Google AI researchers have looked into ways of making reinforcement learning scale better and improve computational efficiency. The result is called SEED RL and can now be explored via GitHub.
SEED stands for scalable, efficient, deep reinforcement learning and describes a “modern RL agent that scales well, is flexible and efficiently utilises available resources”. In their research paper on the project, Lasse Espeholt and his colleagues cite the possibility of training agents on millions of frames per second and lowering the cost of experiments as the approache’s key benefits, potentially opening RL up to a wider audience.
Reinforcement learning is a very use-case specific approach in which agents learn about their environment through exploration and optimise their actions to get the most rewards.
Since the method however needs quite a lot of data to produce good results, distributed learning in combination with accelerators such as GPUs can be a means to achieve that in a more reasonable manner.
Architectures following a similar approach include distributed agent IMPALA, which, compared to SEED RL, supposedly has a number of drawbacks. It for example keeps sending parameters and intermediate model states between actors and learners, which can quickly turn into a bottleneck. It also sticks to CPUs when applying model knowledge to a problem (inference), which isn’t the most performant option when working with complex models, and, according to Espeholt et al, doesn’t utilise machine resources optimally.
SEED RL solves all this by using a learner to perform neural network inference centrally on GPUs and TPUs, the number of which can be changed depending on need. The system also includes a batching layer to collect data from multiple actors for added efficiency. Since the model parameters and the state are kept local, data transfer is less of an issue, while observations are sent through a low latency network based on gRPC to keep things running smoothly.

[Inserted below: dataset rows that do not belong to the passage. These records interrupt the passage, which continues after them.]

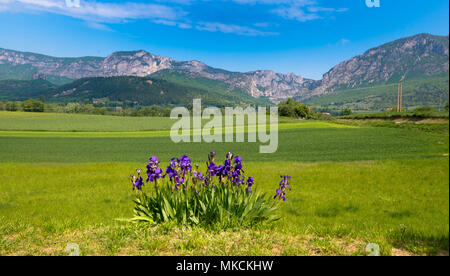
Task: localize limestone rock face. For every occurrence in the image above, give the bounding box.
[304,33,449,100]
[1,33,448,102]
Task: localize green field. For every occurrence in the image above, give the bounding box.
[0,111,176,132]
[303,75,449,112]
[0,111,301,132]
[0,111,448,256]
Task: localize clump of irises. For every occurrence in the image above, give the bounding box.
[129,151,291,228]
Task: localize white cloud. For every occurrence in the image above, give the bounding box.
[0,0,348,35]
[84,21,113,32]
[272,5,320,22]
[230,0,348,22]
[154,19,192,29]
[0,0,184,22]
[196,22,278,36]
[339,38,350,46]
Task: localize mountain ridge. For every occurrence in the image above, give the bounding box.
[0,47,316,101]
[305,33,449,100]
[0,33,448,104]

The SEED RL implementation is based on the TensorFlow 2 API and can be found on GitHub. It uses policy gradient-based V-trace for predicting action distributions to sample actions from, and Q-learning method R2D2 to select an action based on the predictions.
Though their results have to be taken with a grain of salt, as is advised for all research, first benchmarks promise a significant increase of the number of computable frames per second when compared to IMPALA for cases where accelerators are an option. Costs are also meant to reduce in certain scenarios since inference costs are said to be lower when using SEED as opposed to IMPALA’s CPU heavy approach. More details are available on the Google AI blog.